OPINION:
The main attraction in the upcoming Supreme Court case regarding President Obama’s health care law is the question of whether the mandate to purchase health insurance is a legitimate exercise of the federal government’s power to regulate interstate commerce. Indeed, from a broad constitutional perspective, the answer to that question will determine whether we have a federal government of limited, defined powers or a de facto plenary power limited only by specifically protected rights.
But another question of lesser constitutional significance could be even more important with respect to health care itself: the question of whether the individual mandate can be severed from the rest of the law, leaving everything else intact. If the Supreme Court decides to sever the mandate, the remaining regulations would, in short order, obliterate private health insurance in this country, perhaps paving the way for a completely government-controlled single-payer system.
Many observers discount the risk of the court striking down just the mandate, but that’s precisely what the circuit court did in the case pending before the Supreme Court.
Even the Obama administration agrees that without the mandate, the two most significant insurance reforms in the bill also should be struck down. Its brief says “the court’s conclusion that the guaranteed-issue and community-rating provisions could be severed from the minimum coverage provision was incorrect. Without the minimum coverage provision, the guaranteed-issue and community-rating provisions would not advance Congress’ efforts to make affordable coverage widely available.”
That’s putting it mildly. The guaranteed-issue provision requires insurance companies to issue policies to people who are already very sick, and the community-rating provision requires insurance companies to charge everyone the same premiums. Both are politically attractive, but they have devastating consequences for the economics of the health insurance business. Healthy people have no incentive to purchase insurance, knowing they can always do so after they get sick, and without paying higher premiums than healthy people pay. This adverse selection problem means the pool of people covered by any given insurance company will be smaller and sicker, with healthy people having no rational incentive to buy insurance. That means fewer and fewer people paying higher and higher costs. It’s a death spiral for all but the very largest insurers.

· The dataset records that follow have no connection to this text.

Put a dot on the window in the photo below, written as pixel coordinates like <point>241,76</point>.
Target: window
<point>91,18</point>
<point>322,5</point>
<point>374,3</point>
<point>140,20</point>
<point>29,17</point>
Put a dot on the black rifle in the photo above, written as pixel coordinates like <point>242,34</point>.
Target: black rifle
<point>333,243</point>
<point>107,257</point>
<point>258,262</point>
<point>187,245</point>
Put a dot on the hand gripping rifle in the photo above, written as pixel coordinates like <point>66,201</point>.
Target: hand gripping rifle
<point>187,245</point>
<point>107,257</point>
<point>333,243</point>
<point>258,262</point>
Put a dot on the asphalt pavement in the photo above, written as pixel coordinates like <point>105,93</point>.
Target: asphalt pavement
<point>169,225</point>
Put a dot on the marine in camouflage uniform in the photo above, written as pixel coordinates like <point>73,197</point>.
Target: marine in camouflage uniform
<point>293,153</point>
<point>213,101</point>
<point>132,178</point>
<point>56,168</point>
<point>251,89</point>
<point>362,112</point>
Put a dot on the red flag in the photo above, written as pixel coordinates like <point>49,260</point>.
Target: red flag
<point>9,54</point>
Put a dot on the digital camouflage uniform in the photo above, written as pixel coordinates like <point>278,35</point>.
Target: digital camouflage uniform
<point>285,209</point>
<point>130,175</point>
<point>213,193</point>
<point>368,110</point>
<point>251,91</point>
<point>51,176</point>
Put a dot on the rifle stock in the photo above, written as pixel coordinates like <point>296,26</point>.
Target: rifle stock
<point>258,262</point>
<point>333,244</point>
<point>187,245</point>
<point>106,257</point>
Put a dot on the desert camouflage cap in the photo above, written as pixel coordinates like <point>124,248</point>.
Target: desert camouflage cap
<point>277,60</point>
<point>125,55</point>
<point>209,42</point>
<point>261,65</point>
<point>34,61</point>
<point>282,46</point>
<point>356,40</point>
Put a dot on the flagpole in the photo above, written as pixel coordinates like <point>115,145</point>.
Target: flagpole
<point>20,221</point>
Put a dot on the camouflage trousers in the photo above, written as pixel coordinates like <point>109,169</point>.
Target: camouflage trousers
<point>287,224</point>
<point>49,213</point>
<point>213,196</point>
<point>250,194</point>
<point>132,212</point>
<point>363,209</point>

We’ve already seen it happen. Eight states adopted these insurance regulations in the 1990s, with devastating consequences. A 2005 study by Conrad F. Meier for the Council on Affordable Health Insurance, “Destroying Insurance Markets,” showed how extensive the damage was, with insurers stampeding out of those states and premiums skyrocketing. Kentucky lost 45 insurers between 1994 and 1997. John A. Kalosy of the National Association of Health Underwriters explained what happened in New Jersey: “Community rating linked with standard state-mandated plan designs was like mixing nitrogen and glycerin and expecting it not to blow up.”
Of course, the individual mandate will do little to address these problems until the penalties are made far stiffer and more coercive, ultimately forcing everyone to participate in the regulated, bureaucratized health care system envisioned by President Obama’s health care law. That level of coercion violates basic constitutional principles, which is why the Supreme Court is very likely to strike down the mandate.
But if it does so while leaving the rest of the law’s structure intact, it will greatly accelerate the damage done to insurance markets, driving smaller insurers out of business so quickly that it may be impossible to contain the damage. Moreover, the rapid collapse of the private insurance system will be misinterpreted deliberately by proponents of outright government control of the health care system as proof that private insurance was given one last chance and failed.
Even the Obama administration concedes that guaranteed issue and community rating cannot stand without the mandate. At a minimum, the Supreme Court should agree and strike down those regulations. But if it does that and goes no further, that would mean massively subsidizing insurance plans that can exclude pre-existing conditions and charge people different premiums based on their health status, which can’t possibly be consistent with the intent of a Nancy Pelosi- and Harry Reid-run Congress. So the subsidies also should be struck down. Similar logic extends to almost all of the law’s provisions.
The Supreme Court should therefore strike down the whole law, and Congress should start over with health care reform that respects the Constitution and empowers patients and doctors, not bureaucrats and regulators.
Phil Kerpen is vice president for policy at Americans for Prosperity and the author of “Democracy Denied” (BenBella Books, 2011).